Egg Cholesterol Found Not Harmful


Modern medicine has suggested for over two decades that those at risk for heart attacks should reduce or eliminate eggs from their diet. The thinking was that the cholesterol in eggs was a contributing factor in arterial plaques, increasing atherosclerosis and heart disease. Further research is showing that egg consumption, and cholesterol consumption overall, does not correlate with these negative effects, even in clients with a genetic predisposition to these problems.

The University of Eastern Finland assessed 1032 men between 42 and 60 years old, who had no diagnosis of cardiovascular disease at the onset of the study. 32.5% of the participants were carriers of the APOE4 gene variant, which increases the amount of circulating cholesterol in the bloodstream and alters cholesterol metabolism. This variant has been implicated in atherosclerosis and Alzheimer’s disease.

In this Finnish study, the participants were followed for 21 years. What the researchers found was that diets high in cholesterol and diets which included frequent consumption of eggs did not raise the risk of coronary heart disease. There was also no correlation seen with high cholesterol diets or frequent egg consumption in the thickening of arterial walls. Both of these conclusions are true for populations with and without the high-risk APOE-4 gene variant.

On average, the study participants consumed one egg per day, and had an average daily cholesterol intake of 520mg. The USDA currently recommends no more than 300mg of cholesterol be consumed per day, so these new findings may spur changes to future intake suggestions.

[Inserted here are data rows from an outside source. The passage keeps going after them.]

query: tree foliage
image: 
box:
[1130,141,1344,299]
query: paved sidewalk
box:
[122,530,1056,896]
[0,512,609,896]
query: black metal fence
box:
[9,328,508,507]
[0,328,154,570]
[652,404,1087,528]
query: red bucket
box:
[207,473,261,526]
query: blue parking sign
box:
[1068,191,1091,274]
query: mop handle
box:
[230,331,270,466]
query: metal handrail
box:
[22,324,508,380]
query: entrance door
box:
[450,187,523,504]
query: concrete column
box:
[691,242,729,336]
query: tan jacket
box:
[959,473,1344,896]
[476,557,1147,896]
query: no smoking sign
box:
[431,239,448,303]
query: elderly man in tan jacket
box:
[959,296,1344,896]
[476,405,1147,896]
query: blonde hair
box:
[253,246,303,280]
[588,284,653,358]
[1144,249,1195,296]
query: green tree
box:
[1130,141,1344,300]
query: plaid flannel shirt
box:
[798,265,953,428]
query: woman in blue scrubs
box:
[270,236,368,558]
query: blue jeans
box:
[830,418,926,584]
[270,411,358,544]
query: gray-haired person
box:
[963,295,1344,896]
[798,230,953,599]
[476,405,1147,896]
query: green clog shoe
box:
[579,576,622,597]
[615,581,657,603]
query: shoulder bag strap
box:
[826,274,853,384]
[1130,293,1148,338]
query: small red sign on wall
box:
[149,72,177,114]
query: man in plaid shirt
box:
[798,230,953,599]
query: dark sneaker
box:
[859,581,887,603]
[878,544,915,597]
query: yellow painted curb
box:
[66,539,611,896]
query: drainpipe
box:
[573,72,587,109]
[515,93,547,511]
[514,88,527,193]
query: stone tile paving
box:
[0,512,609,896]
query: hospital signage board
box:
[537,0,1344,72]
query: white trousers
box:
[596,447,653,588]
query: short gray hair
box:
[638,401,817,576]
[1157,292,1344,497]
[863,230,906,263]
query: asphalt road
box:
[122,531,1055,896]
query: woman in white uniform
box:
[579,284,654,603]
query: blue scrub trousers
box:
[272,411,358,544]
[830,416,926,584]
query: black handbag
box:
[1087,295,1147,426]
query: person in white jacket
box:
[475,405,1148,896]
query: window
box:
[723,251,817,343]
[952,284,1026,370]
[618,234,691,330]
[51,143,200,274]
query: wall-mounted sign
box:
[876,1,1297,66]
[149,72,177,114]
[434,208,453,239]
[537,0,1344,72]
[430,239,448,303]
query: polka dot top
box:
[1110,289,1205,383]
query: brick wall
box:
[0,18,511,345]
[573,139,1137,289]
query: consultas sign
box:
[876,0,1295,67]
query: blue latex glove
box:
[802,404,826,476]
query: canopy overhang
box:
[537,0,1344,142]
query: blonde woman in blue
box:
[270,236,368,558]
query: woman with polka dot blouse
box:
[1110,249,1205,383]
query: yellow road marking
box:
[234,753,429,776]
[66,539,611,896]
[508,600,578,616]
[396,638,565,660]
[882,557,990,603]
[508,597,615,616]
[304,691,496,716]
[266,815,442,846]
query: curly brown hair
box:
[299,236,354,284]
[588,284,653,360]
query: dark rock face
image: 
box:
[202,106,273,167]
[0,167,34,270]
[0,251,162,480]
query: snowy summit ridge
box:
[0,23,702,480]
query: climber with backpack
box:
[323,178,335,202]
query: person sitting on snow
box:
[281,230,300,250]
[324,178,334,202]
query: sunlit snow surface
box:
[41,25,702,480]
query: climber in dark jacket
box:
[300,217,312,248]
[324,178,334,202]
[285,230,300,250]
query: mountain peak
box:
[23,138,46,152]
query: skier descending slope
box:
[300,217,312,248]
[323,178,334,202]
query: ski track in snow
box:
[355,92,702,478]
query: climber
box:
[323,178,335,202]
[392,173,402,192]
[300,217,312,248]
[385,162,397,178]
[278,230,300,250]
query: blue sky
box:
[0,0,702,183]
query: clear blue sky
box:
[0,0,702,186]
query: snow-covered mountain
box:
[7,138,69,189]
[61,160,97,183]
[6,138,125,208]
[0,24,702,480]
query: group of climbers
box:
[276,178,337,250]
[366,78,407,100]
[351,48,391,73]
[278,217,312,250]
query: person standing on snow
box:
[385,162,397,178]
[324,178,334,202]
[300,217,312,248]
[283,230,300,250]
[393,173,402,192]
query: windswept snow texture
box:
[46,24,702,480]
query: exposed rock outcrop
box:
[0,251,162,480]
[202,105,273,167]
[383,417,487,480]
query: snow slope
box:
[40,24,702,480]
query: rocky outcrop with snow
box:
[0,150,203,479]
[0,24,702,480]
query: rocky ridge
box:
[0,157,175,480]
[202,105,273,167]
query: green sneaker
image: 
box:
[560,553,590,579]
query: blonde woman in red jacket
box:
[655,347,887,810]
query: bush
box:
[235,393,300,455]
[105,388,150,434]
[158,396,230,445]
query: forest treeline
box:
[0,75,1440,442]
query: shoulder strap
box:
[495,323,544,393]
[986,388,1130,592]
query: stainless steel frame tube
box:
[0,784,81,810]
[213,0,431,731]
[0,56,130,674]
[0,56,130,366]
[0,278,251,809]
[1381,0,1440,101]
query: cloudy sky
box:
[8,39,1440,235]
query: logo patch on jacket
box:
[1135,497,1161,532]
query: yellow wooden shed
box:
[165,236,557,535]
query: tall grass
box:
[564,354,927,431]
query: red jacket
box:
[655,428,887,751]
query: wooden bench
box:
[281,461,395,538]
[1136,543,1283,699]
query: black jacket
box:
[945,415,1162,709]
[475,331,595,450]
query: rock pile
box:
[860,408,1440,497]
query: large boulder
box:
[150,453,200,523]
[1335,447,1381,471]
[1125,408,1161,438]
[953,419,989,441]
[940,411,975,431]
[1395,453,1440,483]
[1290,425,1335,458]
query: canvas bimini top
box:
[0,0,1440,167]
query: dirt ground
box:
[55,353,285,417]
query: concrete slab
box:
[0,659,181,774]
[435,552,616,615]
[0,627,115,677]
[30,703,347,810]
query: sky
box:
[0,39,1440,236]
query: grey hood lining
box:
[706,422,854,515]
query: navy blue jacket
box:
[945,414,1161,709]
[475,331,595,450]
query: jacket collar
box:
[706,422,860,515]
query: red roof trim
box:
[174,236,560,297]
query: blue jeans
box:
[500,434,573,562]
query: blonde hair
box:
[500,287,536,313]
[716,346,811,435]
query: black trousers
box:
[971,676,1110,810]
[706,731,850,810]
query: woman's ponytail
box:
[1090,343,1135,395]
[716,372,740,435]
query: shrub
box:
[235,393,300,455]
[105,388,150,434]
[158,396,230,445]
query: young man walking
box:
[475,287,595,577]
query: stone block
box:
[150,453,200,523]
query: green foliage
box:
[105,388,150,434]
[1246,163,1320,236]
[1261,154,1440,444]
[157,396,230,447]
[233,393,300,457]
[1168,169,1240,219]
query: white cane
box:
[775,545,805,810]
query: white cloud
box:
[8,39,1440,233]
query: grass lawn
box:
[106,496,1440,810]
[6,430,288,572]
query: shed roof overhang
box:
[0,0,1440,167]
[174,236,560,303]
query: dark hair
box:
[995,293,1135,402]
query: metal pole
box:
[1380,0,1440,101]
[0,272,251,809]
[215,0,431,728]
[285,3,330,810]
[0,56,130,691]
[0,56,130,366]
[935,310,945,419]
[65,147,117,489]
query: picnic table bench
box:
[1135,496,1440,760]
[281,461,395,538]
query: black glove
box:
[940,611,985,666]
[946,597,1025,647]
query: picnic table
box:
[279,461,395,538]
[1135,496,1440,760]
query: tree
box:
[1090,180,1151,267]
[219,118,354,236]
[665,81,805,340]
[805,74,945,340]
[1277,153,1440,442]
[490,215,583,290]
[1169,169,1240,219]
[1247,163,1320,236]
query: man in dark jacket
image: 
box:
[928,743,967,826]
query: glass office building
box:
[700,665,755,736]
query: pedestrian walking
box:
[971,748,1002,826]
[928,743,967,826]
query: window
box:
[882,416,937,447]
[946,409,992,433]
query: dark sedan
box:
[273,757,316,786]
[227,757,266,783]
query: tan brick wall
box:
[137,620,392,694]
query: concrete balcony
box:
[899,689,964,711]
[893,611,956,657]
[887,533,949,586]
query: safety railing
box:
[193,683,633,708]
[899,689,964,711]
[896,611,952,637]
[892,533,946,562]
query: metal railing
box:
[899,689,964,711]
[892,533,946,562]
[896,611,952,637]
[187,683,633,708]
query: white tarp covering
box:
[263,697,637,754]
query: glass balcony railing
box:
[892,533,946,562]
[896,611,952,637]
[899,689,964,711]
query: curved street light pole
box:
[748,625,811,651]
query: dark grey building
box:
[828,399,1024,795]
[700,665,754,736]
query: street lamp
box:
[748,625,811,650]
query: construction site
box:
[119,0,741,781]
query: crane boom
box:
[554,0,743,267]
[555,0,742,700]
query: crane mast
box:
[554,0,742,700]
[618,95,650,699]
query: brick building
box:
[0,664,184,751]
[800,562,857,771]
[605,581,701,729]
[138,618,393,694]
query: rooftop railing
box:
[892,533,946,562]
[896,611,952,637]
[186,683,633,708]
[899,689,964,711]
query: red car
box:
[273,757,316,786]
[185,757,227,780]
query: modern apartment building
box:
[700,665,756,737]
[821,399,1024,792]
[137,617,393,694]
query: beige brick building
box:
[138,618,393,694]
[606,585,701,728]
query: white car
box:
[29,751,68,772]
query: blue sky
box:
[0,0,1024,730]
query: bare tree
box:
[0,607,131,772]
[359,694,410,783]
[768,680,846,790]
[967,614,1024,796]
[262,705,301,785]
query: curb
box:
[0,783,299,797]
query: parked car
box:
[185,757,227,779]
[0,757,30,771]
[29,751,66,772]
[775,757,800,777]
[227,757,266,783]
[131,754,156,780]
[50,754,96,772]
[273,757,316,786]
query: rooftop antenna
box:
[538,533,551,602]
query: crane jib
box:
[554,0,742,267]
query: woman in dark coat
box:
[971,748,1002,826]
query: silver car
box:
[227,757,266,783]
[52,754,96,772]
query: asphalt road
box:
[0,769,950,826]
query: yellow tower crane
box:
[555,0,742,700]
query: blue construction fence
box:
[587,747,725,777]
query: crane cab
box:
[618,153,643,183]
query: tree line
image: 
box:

This is encouraging news for those clients who enjoy eggs, since eggs are a versatile source of nutrition. The protein and healthy fats, along with fat-soluble vitamins can now be consumed without fear of heart disease. Detailed research into the link between dietary cholesterol and heart disease hasn’t been available until recently, but more and more studies are being done on food-sources of cholesterol versus that which is produced endogenously.

We’re beginning to see more detailed data on how our bodies produce and absorb cholesterol, and evidence is mounting to indicate dietary cholesterol intake isn’t a significant contributing factor to cholesterol that is circulating in the bloodstream. In addition, this paper published by the American Heart Association shows that an increase in dietary cholesterol suppresses endogenous cholesterol production, making the cholesterol we consume even less of a concern.

This new information might help your clients make sense of cholesterol’s health-promoting roles in the body. Since cholesterol is vital for the structure of cell membranes and acts as the backbone for all hormones in the body, they no longer need to think of cholesterol as a double edged sword.